Nella zona industriale dove risiedono le principali aziende manifatturiere e dove si sono tenute le manifestazioni con i cinque morti, è giunta subito dopo gli scontri mortali l’esercito in massa che ha pattugliato con mezzi pesanti la zona. Molti dei lavoratori e dei residenti per paura di ulteriori repressioni sono tornati nelle province di origine

Il comune di Phnom Penh ha annunciato che non saranno più tollerate marce e manifestazioni. “Alcuni manifestanti usciti da Freedom Park, compresi i monaci, hanno fatto cose illegali e provocazioni lungo la strada., nelle industrie e in altre istituzioni statali., senza controllo o senso di responsabilità dei propri capi…. In base a ciò il comune ha deciso di non permettere al CNRP di continuare le proprie manifestazioni a Freedom Park fare le marce nelle strade di Phnom Penh fiché non sarà garantito ordine pubblico e sicurezza”.

Il comandante della polizia ha negato che fossero forze della polizia a colpire i manifestanti.

Sam Reinsy, capo del partito di opposizione del CNRP che contesta la legittimità delle passate elezioni e del governo attuale di Hun Sen, è stato poi convocato dalla corte cittadina per chiarire il loro ruolo nelle dimostrazioni diventate violente e per fare domande su un presunto caso di incitamento criminale o di danni penali.
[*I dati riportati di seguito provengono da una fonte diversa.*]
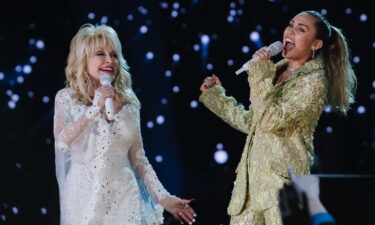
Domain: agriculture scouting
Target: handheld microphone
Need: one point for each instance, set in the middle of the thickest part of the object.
(274, 49)
(106, 80)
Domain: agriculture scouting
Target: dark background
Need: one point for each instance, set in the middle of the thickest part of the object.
(189, 137)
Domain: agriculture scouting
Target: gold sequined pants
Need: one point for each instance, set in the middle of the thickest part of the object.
(250, 216)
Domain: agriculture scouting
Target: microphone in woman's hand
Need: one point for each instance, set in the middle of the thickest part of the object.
(106, 80)
(274, 49)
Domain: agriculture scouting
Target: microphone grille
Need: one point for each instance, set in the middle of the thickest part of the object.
(275, 48)
(105, 79)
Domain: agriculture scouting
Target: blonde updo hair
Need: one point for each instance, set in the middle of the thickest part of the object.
(83, 45)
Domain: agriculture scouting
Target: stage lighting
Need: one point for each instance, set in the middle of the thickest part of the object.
(176, 89)
(168, 73)
(150, 55)
(150, 124)
(159, 158)
(40, 44)
(45, 99)
(329, 129)
(363, 17)
(194, 104)
(91, 16)
(27, 69)
(221, 156)
(361, 109)
(160, 119)
(33, 59)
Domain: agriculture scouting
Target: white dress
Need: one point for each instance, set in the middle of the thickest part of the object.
(103, 175)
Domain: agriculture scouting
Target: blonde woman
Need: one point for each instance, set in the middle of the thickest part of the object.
(103, 174)
(287, 100)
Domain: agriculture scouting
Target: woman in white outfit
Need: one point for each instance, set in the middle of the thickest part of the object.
(103, 174)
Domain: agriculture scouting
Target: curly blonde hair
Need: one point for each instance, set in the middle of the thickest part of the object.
(83, 45)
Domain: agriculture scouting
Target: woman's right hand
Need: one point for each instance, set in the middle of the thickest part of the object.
(209, 82)
(104, 92)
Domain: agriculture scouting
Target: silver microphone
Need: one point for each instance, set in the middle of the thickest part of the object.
(106, 80)
(274, 49)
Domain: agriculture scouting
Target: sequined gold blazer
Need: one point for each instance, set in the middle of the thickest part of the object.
(280, 124)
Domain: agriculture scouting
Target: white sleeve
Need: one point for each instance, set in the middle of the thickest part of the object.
(65, 129)
(143, 168)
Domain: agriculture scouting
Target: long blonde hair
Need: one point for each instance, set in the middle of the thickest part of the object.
(83, 45)
(336, 55)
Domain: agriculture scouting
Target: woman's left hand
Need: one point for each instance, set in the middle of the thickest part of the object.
(179, 208)
(262, 54)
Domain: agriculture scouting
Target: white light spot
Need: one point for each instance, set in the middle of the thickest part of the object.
(361, 109)
(18, 166)
(174, 13)
(130, 17)
(159, 158)
(356, 59)
(176, 89)
(160, 119)
(143, 29)
(329, 129)
(168, 73)
(15, 210)
(150, 55)
(32, 41)
(194, 104)
(11, 104)
(176, 57)
(27, 69)
(91, 16)
(142, 10)
(15, 97)
(18, 68)
(209, 66)
(363, 17)
(245, 49)
(40, 44)
(43, 211)
(328, 109)
(164, 5)
(33, 59)
(176, 5)
(254, 36)
(221, 156)
(164, 101)
(150, 124)
(45, 99)
(104, 20)
(205, 39)
(196, 47)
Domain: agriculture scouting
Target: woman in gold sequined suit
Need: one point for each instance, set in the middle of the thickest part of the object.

Sam Reinsy ha detto che non ha nulla da temere e si recherà in tribunale.

In una manifestazione nel 1997 fu lanciata un granata tra la folla e fu accusato Sam Rainsy di aver gestito la questione che fu perciò costretto a scappare in esilio per vari anni. Tornato poco prima delle lezioni per “grazia reale”, ha lanciato l’accusa di brogli nei confronti del governo di Hun Sen.

Mentre varie parti di Phnom Penh non sono toccate dalle manifestazioni come le zone più turistiche, il resto della città è piena di poliziotti e militari con strade bloccate, il divieto di assembramento, la chiusura degli spazi grandi come le piazze. Nel frattempo l’ambasciata americana in Cambogia ha avvisato i propri cittadini di limitare i propri viaggi che non siano necessari ed evitare grandi folle allontanandosi dalle aree dove ci sono folle assembrate”.